I have a HA pair of 5516's. For historic informational purposes: these have been on the same firmware and utilizing hairpin NAT without issues for 18months+ 

Recently in doing some network changes, I applied PBR to the inside interface to these ASA's to push traffic to a specific internet peering device, which is the other side of the outside interface.

It's a simple statement as I wanted all traffic sourced from inside to follow this rule. So i didn't add in a match statement - my understanding is without a match statement 'any' is assumed. It also tracks the peering interfaces of the internet peering device and assuming at least one of the tracking elements was up, PBR was applied.

This has resulted in a log spam of:

"Feb 23 15:50:30 %ASA-2-106017: Deny IP due to Land Attack from <outside int IP> to <outside int IP>"

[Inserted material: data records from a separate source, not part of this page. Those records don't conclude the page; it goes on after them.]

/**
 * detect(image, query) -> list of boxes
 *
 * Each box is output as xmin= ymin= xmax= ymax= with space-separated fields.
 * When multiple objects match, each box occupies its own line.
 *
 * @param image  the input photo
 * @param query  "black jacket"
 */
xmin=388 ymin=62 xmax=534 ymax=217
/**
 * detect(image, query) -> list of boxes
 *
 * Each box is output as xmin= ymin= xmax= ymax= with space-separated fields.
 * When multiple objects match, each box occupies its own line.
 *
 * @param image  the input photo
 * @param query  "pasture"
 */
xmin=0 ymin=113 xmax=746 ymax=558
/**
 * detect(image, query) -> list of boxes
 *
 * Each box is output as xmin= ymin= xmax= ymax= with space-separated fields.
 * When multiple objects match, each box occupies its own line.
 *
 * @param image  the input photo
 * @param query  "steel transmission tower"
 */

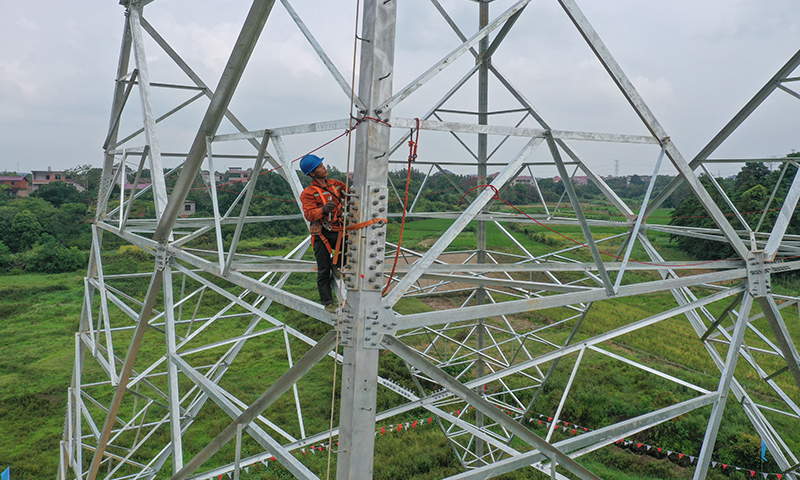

As far as i can tell, there is no actual impact, just this cosmetic log spam message. But it has only started after the PBR rule was applied.

config:

sla monitor 1
type echo protocol ipIcmpEcho yy.yy.yy.yy interface outside
timeout 1000
threshold 2
frequency 3
sla monitor schedule 1 life forever start-time now

!
sla monitor 2
type echo protocol ipIcmpEcho yy.yy.yy.yy interface outside
timeout 1000
threshold 2
frequency 3
sla monitor schedule 2 life forever start-time now

!

track 10 rtr 1 reachability
!
track 20 rtr 2 reachability

!

route-map MY-ROUTE-MAP permit 5
set ip next-hop verify-availability xx.xx.xx.xx 1 track 10
set ip next-hop verify-availability xx.xx.xx.xx 2 track 20

!
route-map MY-ROUTE-MAP permit 10
set ip default next-hop xx.xx.xx.xx

!

interface GigabitEthernetx/x
nameif inside
security-level 100
ip address xx.xx.xx.xx 255.255.255.0 standby xx.xx.xx.xy
policy-route route-map MY-ROUTE-MAP

Is not having a 'match' statement on the PBR possibly the cause? Or something else? Some advice would be appreciated.

Thanks

1 Reply 1

colin.painter
Level 1
Level 1

So I worked this out. The PBR was pushing (inside,inside) destined traffic through the outside interface (and subsequent NAT) and then trying to come back in from outside with the NAT'd IP.

Solved this by modifying my PBR - adding in an ACL for matching statements so PBR wouldn't apply to traffic destined for my own ranges so (inside,inside) rules would be honored properly.